Esti did not believe that anything on earth could be put right. He could see that as soon as he patched up misery in one place it immediately broke out somewhere else. Secretly, however, he hoped for at least a speck of improvement, some evident relief, some relative calm, a kind word, which would cheer him, reward him. Now he was the one looking for charity.
In winter the rain poured down. The kiosk was like a lighthouse in the universal floods. Instead of the widow the seamstress was serving. She sang out with nervous gaiety:
“Mum’s caught a chill. Her legs are bad. I’m standing in for her.”
On his way home Esti thought of the kiosk, in which — it seemed — the elder girl too was cold, and of the widow, lying sick in bed. He sat down at his fireside. The embers cast a ruddy glow on the light brown curtains.
He stood up in irritation.
“I’m tired of this,” he sighed, “really tired.”
After that he watched the kiosk halfeartedly, from a distance, while he waited for the omnibus. He was sick of them. If he possibly could, he avoided them.
“Let them die,” he muttered. “I shall die as well, just as miserably. Everybody does.”
The widow and her family were not importunate. After repeatedly saying that they owed everything — all these things — to him and him alone, they went their way. They did not want to burden him further.
He did not see them, did not hear of them.
One restless May evening the wind was blowing up dust in the road. Esti had been drinking chocolate in a café. As he left he bumped into the widow.
She had not noticed him.
Esti spoke to her. “What’s new?” said he, “I haven’t seen you in ages.”
For a while she did not speak.
“My little Laci,” she stammered, “my little Laci,” and her voice choked.
The little schoolboy had died two months previously.
Esti lowered his eyes to the ground, in which the boy was crumbling.
The widow told him everything bit by bit.
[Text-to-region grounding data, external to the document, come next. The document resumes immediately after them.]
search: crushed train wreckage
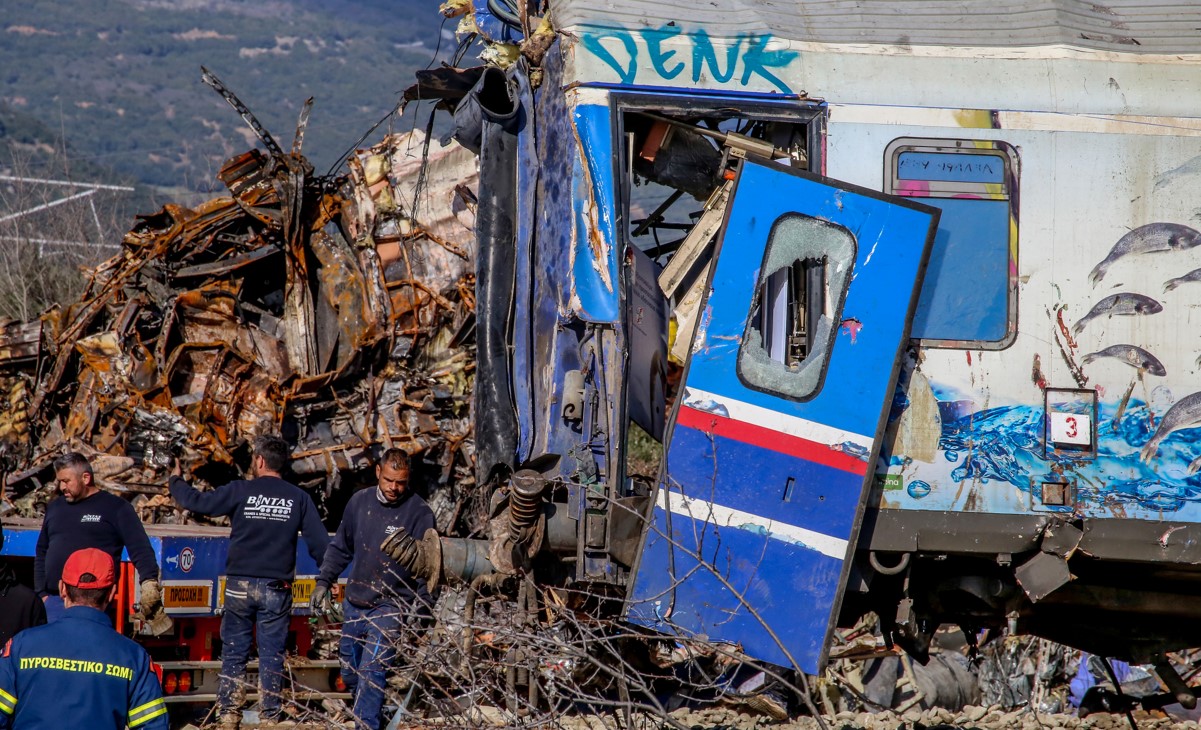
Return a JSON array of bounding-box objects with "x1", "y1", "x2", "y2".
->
[{"x1": 0, "y1": 98, "x2": 483, "y2": 535}]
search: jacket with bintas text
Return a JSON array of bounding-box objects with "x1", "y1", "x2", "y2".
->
[
  {"x1": 169, "y1": 475, "x2": 330, "y2": 581},
  {"x1": 0, "y1": 606, "x2": 167, "y2": 730}
]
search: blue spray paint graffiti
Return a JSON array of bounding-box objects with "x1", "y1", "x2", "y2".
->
[
  {"x1": 888, "y1": 382, "x2": 1201, "y2": 517},
  {"x1": 579, "y1": 26, "x2": 799, "y2": 94}
]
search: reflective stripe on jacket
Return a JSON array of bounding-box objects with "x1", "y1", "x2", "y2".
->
[{"x1": 0, "y1": 606, "x2": 167, "y2": 730}]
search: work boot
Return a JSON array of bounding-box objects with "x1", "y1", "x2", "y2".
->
[{"x1": 217, "y1": 711, "x2": 241, "y2": 730}]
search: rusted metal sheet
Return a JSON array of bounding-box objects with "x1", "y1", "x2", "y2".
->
[{"x1": 0, "y1": 320, "x2": 41, "y2": 367}]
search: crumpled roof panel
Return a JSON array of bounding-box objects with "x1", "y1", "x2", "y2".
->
[{"x1": 554, "y1": 0, "x2": 1201, "y2": 55}]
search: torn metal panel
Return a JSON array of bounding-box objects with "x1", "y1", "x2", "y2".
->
[
  {"x1": 569, "y1": 102, "x2": 621, "y2": 322},
  {"x1": 1041, "y1": 520, "x2": 1085, "y2": 558},
  {"x1": 511, "y1": 62, "x2": 539, "y2": 465},
  {"x1": 1015, "y1": 551, "x2": 1074, "y2": 603},
  {"x1": 656, "y1": 180, "x2": 729, "y2": 299},
  {"x1": 282, "y1": 244, "x2": 320, "y2": 378},
  {"x1": 528, "y1": 45, "x2": 596, "y2": 473},
  {"x1": 310, "y1": 225, "x2": 382, "y2": 370},
  {"x1": 171, "y1": 245, "x2": 280, "y2": 280},
  {"x1": 1014, "y1": 519, "x2": 1083, "y2": 602},
  {"x1": 348, "y1": 130, "x2": 476, "y2": 296}
]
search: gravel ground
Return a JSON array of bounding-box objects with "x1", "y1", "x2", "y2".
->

Margitka was having fevers in the morning too, and they wanted to send her home from the sanatorium as they could keep her no longer. Angela had lost her job at the dressmaker’s because she had had to stand in for her mother so often. The kiosk had been given up. She herself had not been able to stand about there with her bad legs. Perhaps it was just as well.
Esti nodded.
“Quite, quite.”
He was standing under a gas lamp. He looked at the widow’s face. She was no longer as ravaged and disheveled as when he had first met her. She was numb and calm.
If she had not been so much like his mother and those female relations of his who had likewise become dull, gone into a decline, all would have been well. But there was a look of accusation about her. An aching, almost insolent reproach.
That incensed him.
“So what can I do about it?” he raged inwardly. “Perhaps you think that I personally am doing all these dreadful things to you? What the Hell do you want from me, always from me?”
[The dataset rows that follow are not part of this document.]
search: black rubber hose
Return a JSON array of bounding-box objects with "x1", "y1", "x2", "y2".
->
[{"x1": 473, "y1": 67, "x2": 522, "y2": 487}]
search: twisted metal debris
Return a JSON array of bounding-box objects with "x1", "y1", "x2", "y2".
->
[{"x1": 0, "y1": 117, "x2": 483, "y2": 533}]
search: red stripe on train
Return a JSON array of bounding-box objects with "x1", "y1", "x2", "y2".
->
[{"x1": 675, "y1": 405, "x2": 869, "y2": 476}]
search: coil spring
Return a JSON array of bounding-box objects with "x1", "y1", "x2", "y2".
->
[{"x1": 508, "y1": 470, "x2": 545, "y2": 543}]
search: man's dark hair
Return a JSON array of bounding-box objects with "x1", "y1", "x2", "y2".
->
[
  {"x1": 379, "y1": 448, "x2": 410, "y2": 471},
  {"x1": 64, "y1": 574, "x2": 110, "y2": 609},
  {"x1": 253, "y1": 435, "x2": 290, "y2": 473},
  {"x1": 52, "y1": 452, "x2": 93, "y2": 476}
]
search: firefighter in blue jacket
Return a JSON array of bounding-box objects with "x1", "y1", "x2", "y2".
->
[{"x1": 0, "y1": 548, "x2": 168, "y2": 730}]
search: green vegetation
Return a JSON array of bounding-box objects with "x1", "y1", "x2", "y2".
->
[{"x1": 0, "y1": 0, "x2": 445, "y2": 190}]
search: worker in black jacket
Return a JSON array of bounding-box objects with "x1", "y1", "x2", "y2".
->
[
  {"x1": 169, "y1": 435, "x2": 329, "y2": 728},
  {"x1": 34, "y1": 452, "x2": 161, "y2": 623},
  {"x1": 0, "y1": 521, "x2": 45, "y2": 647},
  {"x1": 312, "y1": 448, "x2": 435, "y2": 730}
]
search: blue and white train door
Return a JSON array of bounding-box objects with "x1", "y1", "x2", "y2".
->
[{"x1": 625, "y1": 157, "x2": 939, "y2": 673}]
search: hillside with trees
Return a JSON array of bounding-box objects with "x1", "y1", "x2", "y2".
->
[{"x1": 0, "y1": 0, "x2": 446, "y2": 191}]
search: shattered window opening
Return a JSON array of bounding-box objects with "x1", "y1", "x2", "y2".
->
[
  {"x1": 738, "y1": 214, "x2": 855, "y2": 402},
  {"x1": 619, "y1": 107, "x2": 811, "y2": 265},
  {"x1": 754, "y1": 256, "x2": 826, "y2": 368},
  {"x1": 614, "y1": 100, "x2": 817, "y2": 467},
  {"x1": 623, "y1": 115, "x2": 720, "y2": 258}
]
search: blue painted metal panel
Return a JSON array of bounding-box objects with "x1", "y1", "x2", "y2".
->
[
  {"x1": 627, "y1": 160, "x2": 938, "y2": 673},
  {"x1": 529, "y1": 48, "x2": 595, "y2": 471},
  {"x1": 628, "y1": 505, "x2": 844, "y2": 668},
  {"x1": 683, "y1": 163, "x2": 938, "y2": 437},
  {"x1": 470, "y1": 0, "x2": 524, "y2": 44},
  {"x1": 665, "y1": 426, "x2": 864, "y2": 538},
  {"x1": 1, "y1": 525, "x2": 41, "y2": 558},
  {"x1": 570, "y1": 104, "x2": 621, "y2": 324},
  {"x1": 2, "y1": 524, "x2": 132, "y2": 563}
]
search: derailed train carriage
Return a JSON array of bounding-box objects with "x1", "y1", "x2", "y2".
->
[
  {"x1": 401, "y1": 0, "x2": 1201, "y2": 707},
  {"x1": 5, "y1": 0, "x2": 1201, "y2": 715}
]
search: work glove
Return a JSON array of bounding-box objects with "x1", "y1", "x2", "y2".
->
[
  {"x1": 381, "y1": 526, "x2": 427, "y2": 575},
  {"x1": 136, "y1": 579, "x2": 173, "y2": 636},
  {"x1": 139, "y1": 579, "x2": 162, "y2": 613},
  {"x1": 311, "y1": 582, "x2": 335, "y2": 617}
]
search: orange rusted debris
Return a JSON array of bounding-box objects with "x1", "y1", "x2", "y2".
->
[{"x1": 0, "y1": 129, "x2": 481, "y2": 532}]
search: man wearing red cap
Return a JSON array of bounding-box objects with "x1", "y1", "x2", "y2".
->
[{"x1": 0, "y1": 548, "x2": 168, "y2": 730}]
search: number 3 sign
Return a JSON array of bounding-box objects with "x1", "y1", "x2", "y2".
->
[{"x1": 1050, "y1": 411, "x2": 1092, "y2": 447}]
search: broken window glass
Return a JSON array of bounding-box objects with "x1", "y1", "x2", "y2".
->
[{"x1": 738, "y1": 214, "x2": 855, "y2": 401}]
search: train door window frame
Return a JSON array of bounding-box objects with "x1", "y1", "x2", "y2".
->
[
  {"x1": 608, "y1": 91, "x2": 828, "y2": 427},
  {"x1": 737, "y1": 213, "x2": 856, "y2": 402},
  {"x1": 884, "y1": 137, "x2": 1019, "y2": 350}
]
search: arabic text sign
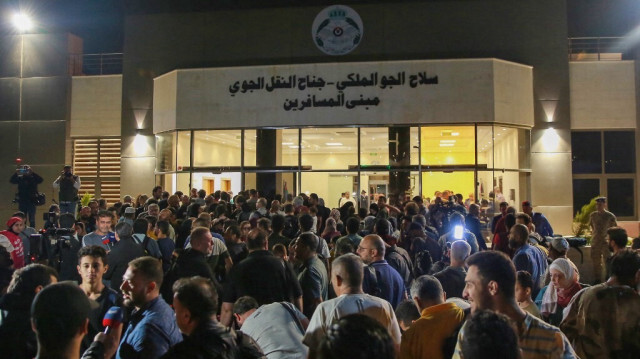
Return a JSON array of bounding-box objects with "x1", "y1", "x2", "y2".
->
[
  {"x1": 154, "y1": 59, "x2": 526, "y2": 131},
  {"x1": 228, "y1": 70, "x2": 438, "y2": 112}
]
He made a gesture of refusal. He grabbed at the widow. Held her arm. Shook the thin old woman in her black clothes, struggled with her.
“Stop it,” he shouted, “stop it.”
Then he rushed down a side street.
“What have I done?” he gasped. “Oh, what a mess I am! A woman. A weak, miserable woman. I’m out of my mind.”
He leaned against the wall. He was still gasping from the outburst. And yet he was happy. Inexpressibly happy that at last he had well and truly gotten over her.
* That of Trianon (1920), under which much of the territory of Greater Hungary was lost to its neighbors. Many ethnic minority Hungarians fled into into what is now Hungary.